Segunda-feira. Semáforo vermelho no centro da cidade. Duas velhinhas encantadoras, aguardam para atravessar a passadeira. Uma sopra no olho da outra para ajudar a tirar algo que ali se alojou e incomoda a amiga. Gesto delicado de quem se predispõe a socorrer o outro, nos mais pequenos pormenores. Continuando a caminhar, a Natureza prova seguir esta mesma dinâmica: uma árvore larga as folhas, generosamente, tecendo e estendendo um tapete para a tão almejada chuva. Considero a diversidade de seres e de comportamentos que existem neste nosso planeta e também a essência solidária que nos une, lembrando, a este propósito, o “Poema do afinal” de António Gedeão:
No mesmo instante em que eu, aqui e agora,
Limpo o suor e fujo ao Sol ardente,
Outros, outros como eu, além e agora,
Estremecem de frio e em roupas se agasalham.(…)
A Natureza separa-nos.
E as naturezas.
A cor da pele, a altura, a envergadura,
As mãos, os pés, as bocas, os narizes,
A maneira de olhar, o modo de sorrir,
Os tiques, as manias, as línguas, as certezas.
Tudo.
Afinal
Que haverá de comum entre nós?
Um ponto, no infinito.
Esse “ponto”, que nos criou, assim maravilhosamente diversos, mas, quanto a mim, também contendo em nós a sua essência de Deus-Pai, configura a real possibilidade de podermos daz voz a essa semente de bondade, em nós plantada, patente, por exemplo, numa velhinha a tentar tirar um cisco do olho da outra ou no enorme grupo de pessoas que se juntaram para devolver um cachalote ao Atlântico, em Montegordo, no primeiro dia de 2018; por oposição, assistimos, boquiabertos, à surdez total a essa voz criadora, exposta na larga maioria das atitudes humanas denunciadas nos telejornais diários, desde a guerra no Iémen, aos milhões de refugiados a viverem em condições desumanas.
Em breves palavras, há sempre uma opção a fazer nas relações interpessoais: ou agimos como Sansão ou como Dalila.

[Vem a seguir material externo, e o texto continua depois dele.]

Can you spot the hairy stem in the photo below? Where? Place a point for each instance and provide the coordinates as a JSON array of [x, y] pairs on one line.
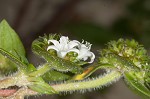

Sansão, cujo nome significava “homem do sol”, era um nazareno dotado de extraordinária força. Sendo um dos juízes bíblicos, a sua história está descrita no Livro dos Juízes (13-16) e no Novo Testamento (Hebreus 11,32). Deus chamou Sansão para libertar o povo de Israel que vivia dominado pelo Filisteus. Estes, que tinham um medo enorme da força dele, tentavam sem sucesso prendê-lo. Os governantes filisteus, sabendo da paixão de Sansão pela filisteia Dalila, aliciaram a jovem, com 1100 moedas de prata, a descobrir a origem da força invencível dele. Dalila amava-o, porém este amor era inferior ao que sentia pelo seu povo. Com o seu grande poder de sedução, ela tentou, não só desvendar o segredo da sua força, como também arranjar uma forma para que ele fosse dominado pelos filisteus. Por várias vezes, Sansão conseguiu resistir às investidas dela, dando-lhe falsas explicações para a origem do seu poder. Foi então que ela (não se sabe através de que artes) conseguiu saber o segredo da força dele: este disse-lhe que, se os seus cabelos fossem cortados, a sua força abandoná-lo-ia e ficaria fraco como uma criança. Adormeceu no colo de Dalila e esta, suavemente, cortou-lhe os caracóis dos cabelos. Acordado pela chegada dos Filisteus, acreditava ainda ter força, mas foi rapidamente dominado pelos soldados, que lhe perfuraram os olhos e o prenderam com algemas de bronze. Foi exposto e humilhado, publicamente, no caminho do templo de Dagôn, onde foi amarrado aos dois pilares que sustentavam o enorme edifício. A população juntou-se aos milhares para ver a sua derrota e este, num último esforço, pediu a Deus que lhe devolvesse a força, por instantes. Foi, então, que Sansão, heroicamente, fez ruir os pilares, causando a destruição do templo e, consequentemente, a morte dos Filisteus, de Dalila e dele próprio. A sua heroicidade/entrega a uma causa e a sua capacidade para amar é modelar. Há, no entanto, um importante reparo a fazer quanto à sua atuação e que nos há de servir de exemplo: nunca revelar os nossos planos e pontos de força antes de atingirmos os nossos objetivos, sob pena de essa revelação comprometer o sucesso dos mesmos.